レギュラーシーズンのポイントが半分になって行われているセミファイナルは、2日が経過した段階で既に混戦状態。

そんな中で、赤坂ドリブンズは苦しい戦いを強いられていた。
月曜日の試合と、この日の第1試合を含めてここまでの戦績は4着1回3着2回。
トップはおろか、2着すらとることができず、徐々にポイントを失う展開で4位まで後退している。

厳しいチーム状況の中、登板するのはセミファイナル初対局となる渡辺太
今シーズンドリブンズに新しい風を呼び込んだゴールデンルーキーに、状況の打開を託す。

暗雲立ちこめる雰囲気に、太は風穴を開けられるか。

4月12日 第2試合
東家 渡辺太 (赤坂ドリブンズ
南家 滝沢和典KONAMI麻雀格闘倶楽部
西家 堀慎吾 (KADOKAWAサクラナイツ
北家 松ヶ瀬隆弥EX風林火山

東1局

東家に座った太のセミファイナルは、決して良いとは言えない配牌からスタートした。
【1ソウ】を切って、役牌重なりも見ながらの進行をとる。

8巡目にリャンメンテンパイを入れた滝沢が、リーチに打って出る。
【2ソウ】【5ソウ】待ちの、ドラ1リーチだ。

それを受けての太。
現状安全牌は【9ピン】1枚のみ。ここは1枚切れの西を打って迂回する。
滝沢が【1マン】を対子落とししていることから、チートイツも否定されていてこの【西】はほとんど通る牌だったのも大きい。

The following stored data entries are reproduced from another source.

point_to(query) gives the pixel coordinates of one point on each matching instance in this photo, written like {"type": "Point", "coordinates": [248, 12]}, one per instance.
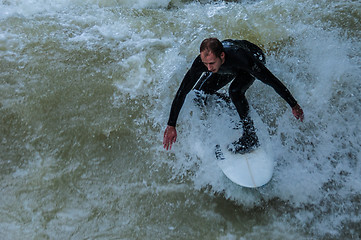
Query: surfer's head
{"type": "Point", "coordinates": [212, 54]}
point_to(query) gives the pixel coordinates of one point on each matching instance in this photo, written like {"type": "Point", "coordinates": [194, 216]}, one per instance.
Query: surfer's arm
{"type": "Point", "coordinates": [186, 86]}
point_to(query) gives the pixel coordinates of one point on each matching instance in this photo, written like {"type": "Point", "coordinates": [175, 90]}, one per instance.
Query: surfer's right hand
{"type": "Point", "coordinates": [170, 136]}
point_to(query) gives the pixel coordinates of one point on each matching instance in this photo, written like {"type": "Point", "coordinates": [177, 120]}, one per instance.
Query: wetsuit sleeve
{"type": "Point", "coordinates": [265, 75]}
{"type": "Point", "coordinates": [186, 86]}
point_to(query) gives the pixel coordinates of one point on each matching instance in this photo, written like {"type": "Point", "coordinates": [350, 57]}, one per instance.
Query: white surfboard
{"type": "Point", "coordinates": [251, 170]}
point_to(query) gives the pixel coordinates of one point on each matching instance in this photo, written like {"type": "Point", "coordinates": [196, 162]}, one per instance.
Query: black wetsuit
{"type": "Point", "coordinates": [244, 62]}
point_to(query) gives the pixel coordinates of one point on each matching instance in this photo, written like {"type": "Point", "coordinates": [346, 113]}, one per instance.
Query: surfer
{"type": "Point", "coordinates": [237, 62]}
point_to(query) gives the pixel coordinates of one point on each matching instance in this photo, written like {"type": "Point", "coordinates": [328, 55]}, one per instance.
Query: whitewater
{"type": "Point", "coordinates": [85, 94]}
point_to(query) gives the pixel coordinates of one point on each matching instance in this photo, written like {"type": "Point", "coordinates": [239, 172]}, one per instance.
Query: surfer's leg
{"type": "Point", "coordinates": [249, 139]}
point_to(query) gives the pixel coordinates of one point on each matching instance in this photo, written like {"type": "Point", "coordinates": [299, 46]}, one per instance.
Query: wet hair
{"type": "Point", "coordinates": [212, 45]}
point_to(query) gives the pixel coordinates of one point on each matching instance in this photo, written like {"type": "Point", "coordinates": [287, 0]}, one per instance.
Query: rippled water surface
{"type": "Point", "coordinates": [85, 93]}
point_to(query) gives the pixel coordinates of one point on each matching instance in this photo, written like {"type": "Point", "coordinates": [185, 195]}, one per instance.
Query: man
{"type": "Point", "coordinates": [219, 63]}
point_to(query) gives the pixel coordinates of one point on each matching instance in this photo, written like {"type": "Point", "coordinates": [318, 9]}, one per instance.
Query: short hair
{"type": "Point", "coordinates": [212, 45]}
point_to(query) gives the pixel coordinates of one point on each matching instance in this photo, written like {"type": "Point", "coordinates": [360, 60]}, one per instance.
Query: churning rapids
{"type": "Point", "coordinates": [86, 88]}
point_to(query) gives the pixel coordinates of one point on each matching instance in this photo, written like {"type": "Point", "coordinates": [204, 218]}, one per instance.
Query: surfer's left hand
{"type": "Point", "coordinates": [298, 112]}
{"type": "Point", "coordinates": [170, 136]}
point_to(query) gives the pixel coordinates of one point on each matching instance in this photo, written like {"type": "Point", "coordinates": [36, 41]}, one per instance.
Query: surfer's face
{"type": "Point", "coordinates": [212, 62]}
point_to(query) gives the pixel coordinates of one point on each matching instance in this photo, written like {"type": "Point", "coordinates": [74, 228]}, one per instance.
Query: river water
{"type": "Point", "coordinates": [86, 88]}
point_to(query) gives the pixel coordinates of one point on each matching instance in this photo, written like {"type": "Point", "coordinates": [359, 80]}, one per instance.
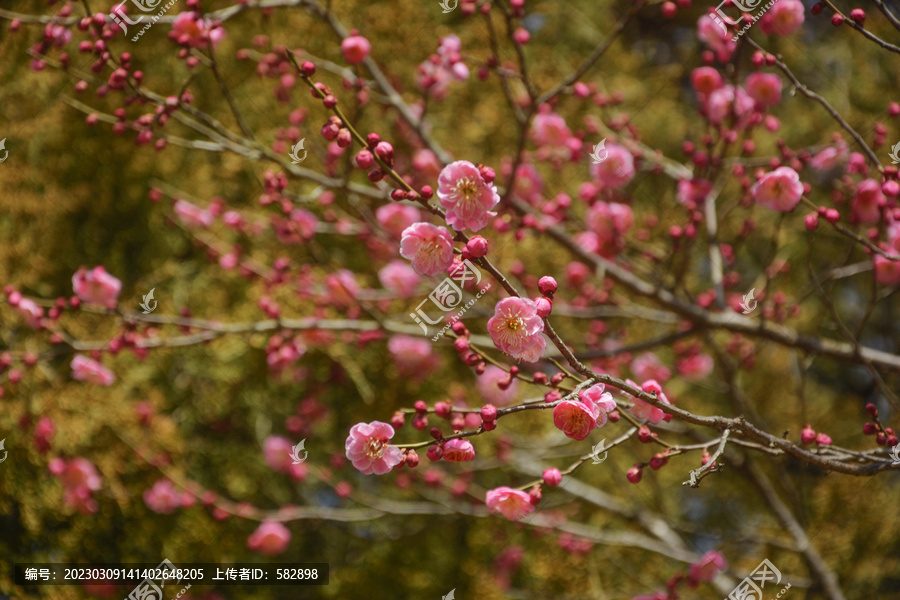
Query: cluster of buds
{"type": "Point", "coordinates": [884, 436]}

上家の松ヶ瀬から【4マン】が出て、これをチー打【7マン】
まだ安全牌はなく、【7マン】は比較的通しやすい牌。
それならばチーしてテンパイを狙った方が良いと判断。ドラの【3ソウ】を引けば、たちまち12000のテンパイだ。

【赤5ソウ】を引いて打【3ピン】
安全牌は【7ピン】しかなく、それを切ったとて、次巡【3ピン】を切るケースがほとんどなので、ここで先にリリース。
この時から既に、太のスジカウントは始まっていた。【8ピン】が通ったことで、残りのスジは更に限定されてきている。

【2ソウ】を引き入れてテンパイ。ソーズは残りのスジを考えても厳しい所だったが、この1巡で状況が大きく変わっていた。
【2ソウ】【6ソウ】が4枚見えたことで、【1ソウ】【4ソウ】【7ソウ】のダブル無スジになっていた【4ソウ】が疑似的に中筋の牌になったのだ。

ということもあって、【4ソウ】をプッシュしてテンパイをもぎ取る。
ドリブンズらしい期待値を追った麻雀で、厳しい配牌から収入を得ることに成功した。
太と滝沢の2人テンパイで流局。

東3局1本場

太は、この手牌から打【4ピン】
素直なリーチを目指す手牌進行なら、優秀なくっつき牌である【4ピン】は残したいところだが、太はその進行をとらなかった。
その理由は、対面に座る親番堀の捨て牌にある。
堀は、役牌【白】からの【2ソウ】切り。もうこの時点で、太は親の堀の速度感を感じ取っていた。

ここからの【3マン】切りも、その姿勢が顕著に表れている。
親の堀に対して比較的安全な【7ピン】を残しつつ、先に【3マン】を処理。

親の堀は、6巡目の段階でこの手牌。
ダマで12000が飛んできてもおかしくない、広いイーシャンテンになっていた。